Thirty years ago Wednesday, 19-year-old Ed Quinto walked into the back door of the Juneau Fire Department for his first day of paid duty. He was promptly handed a bucket and mop and told to clean the entire station.
"Then a call came in about a fainting victim," Quinto, now 49, said. "It was just up the street on Seward. My first 24-hour shift and I couldn't sleep at all that night. I was so excited and I didn't want to miss a call."
A lot has changed in fire apparatus and response since then, but more importantly, Ed Quinto has stayed the same.
"I want to help people," Quinto said. "My parents remember me saying that when I was 5-years-old. I knew growing up that I wanted to be part of the medical field; I wanted to be active in helping people."
Born in the Philippines, Quinto's family came to Juneau when he was 13. His father was in the coast guard.
A neighborhood rival named Andrea eventually became a friend. The two married as students at JDHS and now have four boys; Edward, 31, Christopher, 29, Joshua, 10, Matthew, 8, and, as of three weeks ago, a granddaughter, Sarah.
"The first two got old and stopped wanting to do fun things with mom and dad," Quinto said with a laugh. "We tried doing normal adult stuff like cruises without the kids but it got boring. So, we decided to have more kids."
In 1979, Quinto, then a senior at JDHS, became a volunteer at the Glacier Fire Station, now the site of First National Bank.
"I became a volunteer my senior year because I didn't have very many classes," Quinto said. "Fire department initiation rites included a dunking into Jordan Creek."
Quinto went to EMT classes at UAS and was hired as a permanent fire fighter July 21, 1980 under the Medic 1 program. He became a Fire-Lieutenant Medic 1 on Nov. 2 ,1991 and a Fire-Captain Medic 1 Feb. 9, 2001. He is currently Acting Division Chief until a new-hire comes on line.
Quinto's rookie fire calls were a series of horn blasts from the top of the old ferry service building, now the site of Marie Drake Middle School. The echoing foghorn sounding blasts sent shivers up his boots.
"I was nervous," Quinto said. "New guy, new EMT and fire skills ... my foot would be shaking on the throttle of those old Seagrave fire engines. I have gotten over the shaking, but the excitement of going to calls is still there. After 30 years, I still enjoy getting up in the middle of night and helping people; matter of fact, I am putting a fire pole in my kids' tree house."
The team would slide down poles to trucks. Pull-station boxes on telephone poles allowed the public to activate alarms. Heavy fire gear would get heavier in the rain, and cotton-line hoses with brass couplings hadn't yet given way to synthetic materials.
Quinto said it is different every day, from a full structure fire to someone falling down a hill, to car accidents and hazardous spills. The best of people is seen along with the worst.

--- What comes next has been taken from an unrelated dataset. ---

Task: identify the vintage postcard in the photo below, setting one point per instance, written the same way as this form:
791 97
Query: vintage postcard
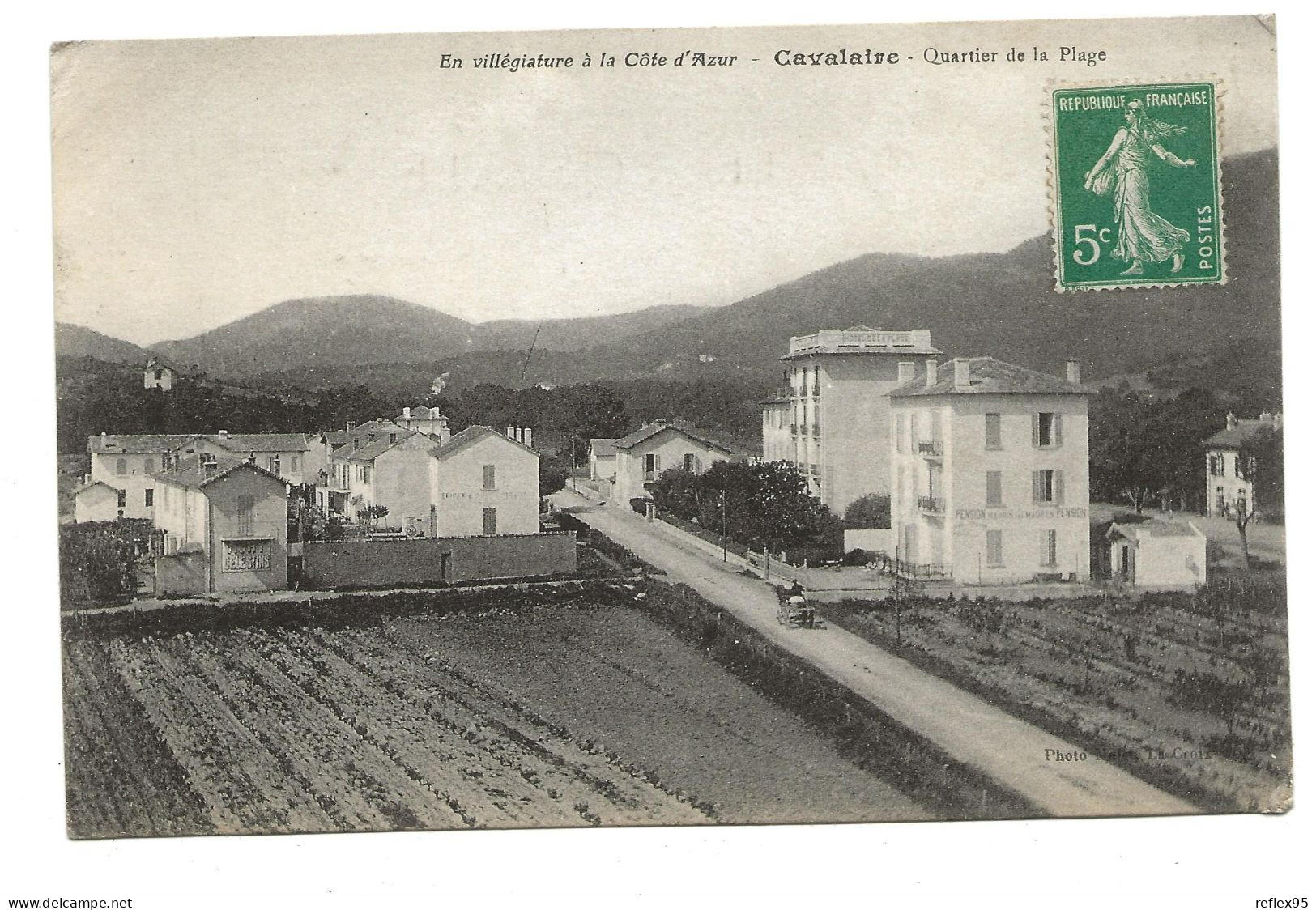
505 430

The Juneau Cold Storage fire took place where the library now sits. Quinto fought the week-long blaze. Quinto's was the first engine in. He fought through thick smoke to get the first hose in.

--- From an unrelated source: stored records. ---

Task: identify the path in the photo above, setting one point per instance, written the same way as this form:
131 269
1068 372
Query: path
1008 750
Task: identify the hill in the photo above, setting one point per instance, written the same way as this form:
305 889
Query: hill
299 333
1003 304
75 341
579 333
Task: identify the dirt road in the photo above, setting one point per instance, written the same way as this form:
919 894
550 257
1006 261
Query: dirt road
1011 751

"We as fire fighters are always in danger," Quinto said. "It is a different mental skill each time," he said. "It really challenges your mind. You have to set your feelings to the side, because you know everyone, and just get the job done."

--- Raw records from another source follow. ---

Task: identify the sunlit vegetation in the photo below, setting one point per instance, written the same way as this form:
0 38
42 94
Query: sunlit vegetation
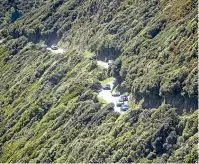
49 106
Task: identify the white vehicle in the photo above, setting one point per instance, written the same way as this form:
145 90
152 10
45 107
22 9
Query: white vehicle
119 102
54 47
110 62
115 93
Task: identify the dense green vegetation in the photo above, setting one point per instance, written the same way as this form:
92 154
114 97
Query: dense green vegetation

He learned from many now-retired people including Larry Fanning, Mike Sturrock, Alan Judson, Kerry Korter, Jerry Godkin, and Jim Carroll. He has responded to calls in the Capitol building and the Governor's Mansion, and involving airport jets, restaurants, bars, cruise ships, naked joggers and even the famous 'cat up a tree.'
In that incident, very early in his career, Quinto was told to take an engine to the Admiralty Condominiums on Douglas. The 100-foot ladder truck needed an extra five feet as the cat, claws bared, jumped from the tree to Quinto's face and ran to the ground.
Said Quinto, "Our policy now is we don't go after cats in trees because, well, you never see cat skeletons in trees, do you?"
Capital City Fire and Rescue doesn't rely on outside resources. They take care of fires, emergency medical services, medevacs, rope rescues, water rescues and avalanche rescues. They sometimes even respond to calls with the Juneau Police Department and the Coast Guard.
Said Quinto, "Anything that happens in the City and Borough of Juneau. Skier out of bounds, two in the morning, oh yeah, we are there."
One of his most traumatic calls was a helicopter that perished on the Mendenhall ice fields.
Said Quinto, "There was nothing left for us to deal with; pieces everywhere. That was the worst time in my career, all those people..."
Quinto said that the closeness of the department and the unique breed of the firefighter help them deal with situations like that.
"And we talk a lot," Quinto said. "I got over driving the big red fire truck a long time ago. I got over blowing the sirens. It is all about the people I work with. Seeing the department grow and the people in it grow. I still love the fire department and I love what we do for those we serve and help in the community."